The paper explores the philosophical and theological convergence between Hölderlin and Nietzsche, emphasizing their shared awareness that the traditional world founded on the Judeo-Christian God has collapsed. For both thinkers, the "flight of the gods" signals not a matter of individual belief or disbelief, but the end of an entire historical and cultural horizon. Drawing on Heidegger and Vattimo, this condition is interpreted as a completed "destining of Being," for which no new foundation has yet emerged. Attempts to revive God through rational theodicy or analytical philosophy of religion are therefore depicted as anachronistic and idolatrous, reducing God to a quasi-natural object or a mystical abstraction equally detached from human experience.

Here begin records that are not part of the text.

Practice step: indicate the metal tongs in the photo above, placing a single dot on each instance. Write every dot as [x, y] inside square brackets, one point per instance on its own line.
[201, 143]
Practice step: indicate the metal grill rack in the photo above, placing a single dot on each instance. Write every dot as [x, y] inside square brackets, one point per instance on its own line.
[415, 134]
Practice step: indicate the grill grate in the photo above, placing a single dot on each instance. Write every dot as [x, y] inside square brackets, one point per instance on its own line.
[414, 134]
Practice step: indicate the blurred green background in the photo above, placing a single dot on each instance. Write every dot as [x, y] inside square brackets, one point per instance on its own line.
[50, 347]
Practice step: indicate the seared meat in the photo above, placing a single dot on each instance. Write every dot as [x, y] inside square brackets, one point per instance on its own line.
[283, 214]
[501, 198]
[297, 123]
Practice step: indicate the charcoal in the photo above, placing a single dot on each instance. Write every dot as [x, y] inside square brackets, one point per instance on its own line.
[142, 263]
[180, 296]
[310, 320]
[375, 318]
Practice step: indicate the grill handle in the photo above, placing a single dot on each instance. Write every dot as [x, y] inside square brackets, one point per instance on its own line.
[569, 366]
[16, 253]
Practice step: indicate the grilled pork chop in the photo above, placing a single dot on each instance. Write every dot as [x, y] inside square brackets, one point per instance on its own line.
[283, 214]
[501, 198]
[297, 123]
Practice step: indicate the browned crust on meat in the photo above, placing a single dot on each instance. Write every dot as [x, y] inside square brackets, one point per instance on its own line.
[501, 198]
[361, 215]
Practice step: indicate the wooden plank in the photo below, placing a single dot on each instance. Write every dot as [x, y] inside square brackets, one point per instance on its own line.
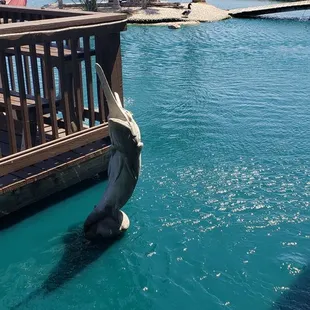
[5, 17]
[89, 82]
[91, 147]
[38, 187]
[10, 164]
[48, 163]
[45, 12]
[27, 172]
[37, 95]
[11, 71]
[8, 180]
[50, 89]
[64, 89]
[22, 96]
[27, 75]
[87, 114]
[77, 85]
[7, 102]
[25, 50]
[61, 23]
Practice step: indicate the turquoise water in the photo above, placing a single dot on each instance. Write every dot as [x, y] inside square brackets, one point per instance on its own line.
[220, 216]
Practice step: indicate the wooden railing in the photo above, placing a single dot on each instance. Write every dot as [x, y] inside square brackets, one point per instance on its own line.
[48, 80]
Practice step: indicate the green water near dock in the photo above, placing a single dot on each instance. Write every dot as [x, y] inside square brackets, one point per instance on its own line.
[220, 216]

Rather than endorsing a nihilistic philosophy of the death of God, the text argues for a transformation in how God is accessed today. God should be understood as a "God of paper," encountered not directly but through texts, interpretation, and tradition. This mediated access does not diminish God's reality; instead, it preserves the divine from oppressive metaphysical presence or empty mystical absence. Direct access to God, whether rational or mystical, is portrayed as a misunderstanding of divinity itself.

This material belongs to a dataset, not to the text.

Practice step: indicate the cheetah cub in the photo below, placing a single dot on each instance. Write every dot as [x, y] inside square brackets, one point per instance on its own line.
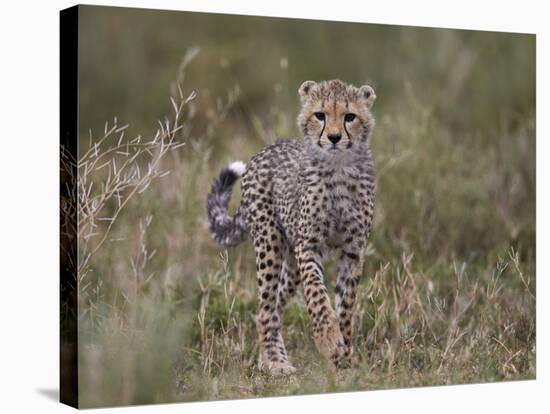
[302, 200]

Hölderlin's concept of Andenken (remembrance), particularly as interpreted by Heidegger and Vattimo, provides the key model. In memory, what is irretrievably lost is nonetheless made present again, not as an object, but as a lived and meaningful experience. Similarly, God can today be accessed only through the memory of religious traditions. This does not weaken God's truth; rather, it reveals a less imposing, more open and non-violent form of the divine. The text concludes that poets—and, more broadly, creators of new worlds—are those who sustain what remains, making memory the authentic space of contemporary religious meaning.